Travaux mathématiques
Dans un article publié en 2016 [1], l’équipe d’Emmanuel Abbé a d’abord dérivé la limite fondamentale pour la reconstruction exacte dans le cas de deux communautés, obtenant une expression de forme fermée pour la limite. Elle a ensuite montré que la limite pouvait être atteinte de manière efficace, et elle a mis en lien le problème de reconstruction exacte avec la théorie des codes, apportant ainsi une nouvelle perspective pour la détection de communautés et le groupement graphique.
Ce travail s’est étendu dans un autre article [2] (publié en fait en 2015) en résolvant la reconstruction exacte dans le modèle à bloc stochastique général, avec un nombre arbitraire de groupes de tailles aléatoires et de taux de connectivité arbitraires entre les communautés. Il a notamment quantifié la limite fondamentale en matière de divergence de Chernoff-Hellinger, conférant une nouvelle signification opérationnelle à cette divergence mathématique du point de vue de la détection de communautés.

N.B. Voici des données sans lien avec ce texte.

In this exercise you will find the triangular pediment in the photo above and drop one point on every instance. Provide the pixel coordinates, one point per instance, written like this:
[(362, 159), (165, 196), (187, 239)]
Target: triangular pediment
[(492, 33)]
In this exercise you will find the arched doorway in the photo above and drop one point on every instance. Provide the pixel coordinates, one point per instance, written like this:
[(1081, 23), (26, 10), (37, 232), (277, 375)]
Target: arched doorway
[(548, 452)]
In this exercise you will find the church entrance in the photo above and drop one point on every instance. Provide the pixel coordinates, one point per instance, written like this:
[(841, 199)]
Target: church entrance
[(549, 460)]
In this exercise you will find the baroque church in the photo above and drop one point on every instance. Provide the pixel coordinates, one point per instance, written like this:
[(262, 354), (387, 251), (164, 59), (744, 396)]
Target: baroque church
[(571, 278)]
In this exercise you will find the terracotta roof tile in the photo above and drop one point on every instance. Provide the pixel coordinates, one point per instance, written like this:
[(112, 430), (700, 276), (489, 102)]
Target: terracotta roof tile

Un autre article [3], publié en 2017, s’est penché sur les critères de reconstruction plus faibles lorsque les communautés sont reconstruites seulement partiellement pour le modèle à bloc stochastique général. L’article prouve le caractère optimal d’un algorithme qui consiste en une linéarisation de l’algorithme de propagation des convictions (BP) de la physique statistique, confirmant ainsi une hypothèse avancée par les physiciens. Tandis que l’établissement de garanties rigoureuses des performances des BP pour les graphes à cycles constitue un problème ouvert, l’article a obtenu une preuve solide du caractère optimal de l’algorithme BP linéarisé en le liant à un algorithme spectral pour certains opérateurs de non-retour en arrière.
Les références 4 et 5 citées ci-dessous donnent un aperçu de ces travaux et de la littérature traitant du sujet.
[1] E. Abbe, A. Bandeira, and G. Hall, Exact recovery in the stochastic block model, IEEE Transactions on Information Theory 62 (2016), no 1, 471-487.
[2] E. Abbe and C. Sandon, Community detection in general stochastic block models: Fundamental limits and efficient algorithms for recovery, IEEE 56th Annual Symposium on Foundations of Computer Science (FOCS), Berkeley, CA, 2015, pp. 670–688.
[3] E. Abbe and C. Sandon, Proof of the achievability conjectures for the general stochastic block model, Communications on Pure and Applied Mathematics 71 (2017), no 7, 1334–1406.
[4] E. Abbe, Community detection and stochastic block models, Foundations and Trends in Communications and Information Theory 14 (2018), no 1-2, 1-162.
[5] C. Moore, The Computer Science and Physics of Community Detection: Landscapes, Phase Transitions, and Hardness, Bulletin of the EATCS, 121 (2017).